Gabriela Biló / Estadão
Gabriela Biló / Estadão

Sérgio Moro autoriza uso da Força Nacional em terra indígena do MA

Ministro da Justiça e Segurança Pública permitiu o emprego do grupo para atuar na Terra Indígena Cana Brava Guajajara, onde dois índios foram assassinados no último fim de semana

Paulo Beraldo, O Estado de S.Paulo

09 de dezembro de 2019 | 12h50
Atualizado 09 de dezembro de 2019 | 20h01

O ministro da Justiça e Segurança Pública, Sérgio Moro, autorizou nesta segunda-feira, 9, o uso da Força Nacional de Segurança Pública para atuar na Terra Indígena Cana Brava Guajajara, no Maranhão, onde dois índios foram assassinados no último fim de semana após ataques a tiros – outros dois ficaram feridos. 

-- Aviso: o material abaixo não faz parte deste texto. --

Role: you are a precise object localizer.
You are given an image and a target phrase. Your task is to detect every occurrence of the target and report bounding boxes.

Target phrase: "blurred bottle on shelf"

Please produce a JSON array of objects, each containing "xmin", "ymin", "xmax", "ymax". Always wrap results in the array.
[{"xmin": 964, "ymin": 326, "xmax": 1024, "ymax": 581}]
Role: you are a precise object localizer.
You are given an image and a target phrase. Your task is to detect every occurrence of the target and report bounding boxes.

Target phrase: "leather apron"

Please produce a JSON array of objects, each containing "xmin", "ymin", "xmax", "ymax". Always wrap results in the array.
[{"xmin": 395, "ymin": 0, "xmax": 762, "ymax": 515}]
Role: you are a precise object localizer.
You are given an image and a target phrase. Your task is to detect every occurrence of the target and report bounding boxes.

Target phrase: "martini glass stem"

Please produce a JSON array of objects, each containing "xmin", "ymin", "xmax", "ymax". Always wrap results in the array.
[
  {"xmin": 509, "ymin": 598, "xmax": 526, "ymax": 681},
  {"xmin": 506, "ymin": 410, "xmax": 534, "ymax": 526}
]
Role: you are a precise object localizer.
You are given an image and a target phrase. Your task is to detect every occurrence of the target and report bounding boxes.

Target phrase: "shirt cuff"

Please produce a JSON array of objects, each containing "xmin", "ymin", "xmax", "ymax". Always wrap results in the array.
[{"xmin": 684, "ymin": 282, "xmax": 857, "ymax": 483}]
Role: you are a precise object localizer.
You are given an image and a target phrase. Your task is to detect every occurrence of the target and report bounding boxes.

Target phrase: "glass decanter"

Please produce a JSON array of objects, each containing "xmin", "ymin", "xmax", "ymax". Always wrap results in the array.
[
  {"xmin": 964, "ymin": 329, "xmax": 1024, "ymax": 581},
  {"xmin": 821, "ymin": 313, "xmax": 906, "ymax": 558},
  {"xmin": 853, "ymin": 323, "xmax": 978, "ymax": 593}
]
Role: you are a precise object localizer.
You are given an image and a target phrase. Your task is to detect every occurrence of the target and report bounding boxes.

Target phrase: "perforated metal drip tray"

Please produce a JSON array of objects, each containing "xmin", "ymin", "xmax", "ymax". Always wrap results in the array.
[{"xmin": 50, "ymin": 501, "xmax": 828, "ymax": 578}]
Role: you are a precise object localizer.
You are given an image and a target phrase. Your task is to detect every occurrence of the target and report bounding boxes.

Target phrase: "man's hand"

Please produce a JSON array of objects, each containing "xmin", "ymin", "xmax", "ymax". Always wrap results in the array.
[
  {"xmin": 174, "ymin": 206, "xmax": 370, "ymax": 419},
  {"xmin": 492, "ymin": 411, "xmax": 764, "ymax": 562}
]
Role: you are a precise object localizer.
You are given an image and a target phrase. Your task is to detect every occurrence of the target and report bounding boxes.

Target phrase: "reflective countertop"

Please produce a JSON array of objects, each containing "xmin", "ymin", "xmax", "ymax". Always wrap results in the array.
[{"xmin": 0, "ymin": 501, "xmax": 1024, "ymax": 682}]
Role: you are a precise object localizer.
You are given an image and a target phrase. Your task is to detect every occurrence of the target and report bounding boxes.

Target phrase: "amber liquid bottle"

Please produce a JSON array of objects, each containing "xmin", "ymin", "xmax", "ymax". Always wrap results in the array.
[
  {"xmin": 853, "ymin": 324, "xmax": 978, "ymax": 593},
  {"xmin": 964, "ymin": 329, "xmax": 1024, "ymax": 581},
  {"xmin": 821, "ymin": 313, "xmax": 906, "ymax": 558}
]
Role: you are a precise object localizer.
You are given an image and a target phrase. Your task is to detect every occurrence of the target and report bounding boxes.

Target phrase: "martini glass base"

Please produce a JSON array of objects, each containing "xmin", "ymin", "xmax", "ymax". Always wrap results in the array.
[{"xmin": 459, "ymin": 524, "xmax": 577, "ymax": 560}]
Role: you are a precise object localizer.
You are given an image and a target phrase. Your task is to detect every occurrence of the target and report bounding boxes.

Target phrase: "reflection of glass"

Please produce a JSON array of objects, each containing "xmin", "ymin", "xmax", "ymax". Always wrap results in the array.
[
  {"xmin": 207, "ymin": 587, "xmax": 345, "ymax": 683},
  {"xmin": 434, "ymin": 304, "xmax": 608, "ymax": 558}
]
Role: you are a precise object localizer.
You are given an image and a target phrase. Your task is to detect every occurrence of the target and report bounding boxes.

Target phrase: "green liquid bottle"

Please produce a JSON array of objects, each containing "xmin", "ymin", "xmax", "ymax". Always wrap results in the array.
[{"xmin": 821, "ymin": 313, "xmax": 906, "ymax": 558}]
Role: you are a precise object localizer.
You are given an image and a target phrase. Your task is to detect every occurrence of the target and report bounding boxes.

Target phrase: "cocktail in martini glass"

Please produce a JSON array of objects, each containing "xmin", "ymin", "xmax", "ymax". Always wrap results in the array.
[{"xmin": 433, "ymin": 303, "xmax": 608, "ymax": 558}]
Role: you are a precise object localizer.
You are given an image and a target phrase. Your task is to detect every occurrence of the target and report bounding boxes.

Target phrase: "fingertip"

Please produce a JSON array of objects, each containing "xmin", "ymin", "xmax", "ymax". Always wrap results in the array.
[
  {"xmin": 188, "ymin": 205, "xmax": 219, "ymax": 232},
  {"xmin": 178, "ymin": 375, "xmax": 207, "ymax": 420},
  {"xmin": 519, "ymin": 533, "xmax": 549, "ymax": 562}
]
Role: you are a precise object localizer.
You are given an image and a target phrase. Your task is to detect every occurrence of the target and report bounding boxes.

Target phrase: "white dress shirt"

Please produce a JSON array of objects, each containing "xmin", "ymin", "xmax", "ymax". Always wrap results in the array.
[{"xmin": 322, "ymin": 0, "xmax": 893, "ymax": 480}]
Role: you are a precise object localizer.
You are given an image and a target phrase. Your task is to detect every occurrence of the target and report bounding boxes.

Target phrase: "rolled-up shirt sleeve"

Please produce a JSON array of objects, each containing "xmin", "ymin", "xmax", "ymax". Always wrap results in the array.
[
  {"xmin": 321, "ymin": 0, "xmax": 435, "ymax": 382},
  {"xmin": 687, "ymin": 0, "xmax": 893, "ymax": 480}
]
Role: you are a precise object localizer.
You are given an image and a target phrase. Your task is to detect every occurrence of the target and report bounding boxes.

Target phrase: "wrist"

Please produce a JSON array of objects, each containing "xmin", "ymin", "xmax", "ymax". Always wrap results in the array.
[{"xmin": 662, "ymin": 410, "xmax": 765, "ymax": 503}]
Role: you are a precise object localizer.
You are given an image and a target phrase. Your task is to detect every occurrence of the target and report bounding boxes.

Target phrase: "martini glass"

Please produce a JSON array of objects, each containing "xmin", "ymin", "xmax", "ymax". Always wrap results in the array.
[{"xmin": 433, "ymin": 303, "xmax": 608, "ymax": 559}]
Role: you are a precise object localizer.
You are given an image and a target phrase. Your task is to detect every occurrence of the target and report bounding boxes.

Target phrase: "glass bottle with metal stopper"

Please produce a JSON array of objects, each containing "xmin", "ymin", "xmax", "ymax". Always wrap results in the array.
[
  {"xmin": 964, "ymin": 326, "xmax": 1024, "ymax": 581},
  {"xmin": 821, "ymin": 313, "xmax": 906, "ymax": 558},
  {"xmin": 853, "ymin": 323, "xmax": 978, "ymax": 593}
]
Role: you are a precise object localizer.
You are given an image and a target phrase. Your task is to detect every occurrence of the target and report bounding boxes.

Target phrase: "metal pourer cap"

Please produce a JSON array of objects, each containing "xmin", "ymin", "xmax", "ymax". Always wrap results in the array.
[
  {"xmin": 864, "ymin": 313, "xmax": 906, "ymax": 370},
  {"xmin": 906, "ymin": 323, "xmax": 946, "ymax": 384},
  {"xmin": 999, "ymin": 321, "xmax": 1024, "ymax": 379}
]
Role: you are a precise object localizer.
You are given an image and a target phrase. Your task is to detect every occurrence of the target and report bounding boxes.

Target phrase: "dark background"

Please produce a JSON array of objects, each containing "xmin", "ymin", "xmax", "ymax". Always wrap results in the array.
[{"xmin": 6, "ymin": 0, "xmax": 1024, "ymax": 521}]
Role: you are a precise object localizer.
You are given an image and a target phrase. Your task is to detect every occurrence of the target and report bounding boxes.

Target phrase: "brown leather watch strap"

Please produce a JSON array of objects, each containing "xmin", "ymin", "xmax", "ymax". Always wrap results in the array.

Além disso, segundo Moro, a Polícia Federal (PF) ficará à frente das investigações do assassinato dos indígenas Raimundo e Firmino Guajajara. 

De acordo com o ministro, o objetivo da decisão de enviar a Força Nacional ao Maranhão é apoiar o trabalho da Fundação Nacional do Índio (Funai) nas ações de segurança pública por 90 dias, a partir de hoje. O prazo pode ser prorrogado caso seja necessário.

Em uma rede social, o ministro escreveu que a medida busca “evitar qualquer novo incidente criminoso.” O ministério ainda vai definir o número de servidores enviados para a operação.

Na quarta-feira passada, o ministro havia autorizado o envio da Força Nacional para atuar por 180 dias em outra terra indígena, o Vale do Javari, no Amazonas. No local, um funcionário da Funai foi morto, em setembro, e uma base de apoio do órgão foi atacada mês passado. 

A decisão atende a um pedido do governo do Maranhão por mais proteção à região. No domingo, o secretário de Estado dos Direitos Humanos e Participação Popular em exercício no Maranhão, Jonata Galvão, disse ao Estado que o governo federal deveria adotar medidas efetivas para proteger os territórios indígenas, e não agir apenas após os ataques acontecerem. 

“São só respostas reativas às barbaridades que têm acontecido. Queremos saber se o governo federal vai ficar reativo aos atentados ou se vai estruturar uma medida concreta e agir para combater esses crimes”, afirmou. “Não temos medidas efetivas do ponto de vista da proteção no âmbito federal dentro das terras indígenas no Estado do Maranhão. Os territórios indígenas no Brasil e no Maranhão estão pedindo socorro”, disse Galvão. 

Entenda o caso

No início da tarde de sábado, dois índios da etnia Guajajara morreram e outros dois ficaram feridos após atentado a tiros às margens da BR-226, no município de Jenipapo dos Vieiras, no Maranhão, a 500 quilômetros ao sul da capital, São Luís. Segundo a Funai, os indígenas foram atingidos por tiros disparados por ocupantes de um veículo Celta, de cor branca e com vidros espelhados. 

Cerca de um mês antes, em 1.º de novembro, Paulo Paulino Guajajara foi morto em uma emboscada na Terra Indígena Arariboia (MA) quando realizava uma ronda contra invasões. Ele fazia parte de um grupo conhecido como “Guardiões da Floresta”, que combate madeireiros na região. Os dois ataques ocorreram em pontos que ficam a uma distância de 200 quilômetros.

Em nota, a Polícia Federal informou que “até o momento não foram encontrados indícios de vínculos entre os crimes e atritos entre indígenas e madeireiros”.

Repercussão internacional

O caso ganhou projeção internacional. A jovem sueca Greta Thunberg, ativista contra os efeitos das mudanças climáticas, criticou o ataque e disse que os povos indígenas do Brasil estão sendo atacados por proteger as reservas naturais. “Os povos indígenas estão sendo literalmente assassinados por tentar proteger as florestas do desmatamento. Repetidamente. É vergonhoso que o mundo permaneça calado sobre isso”.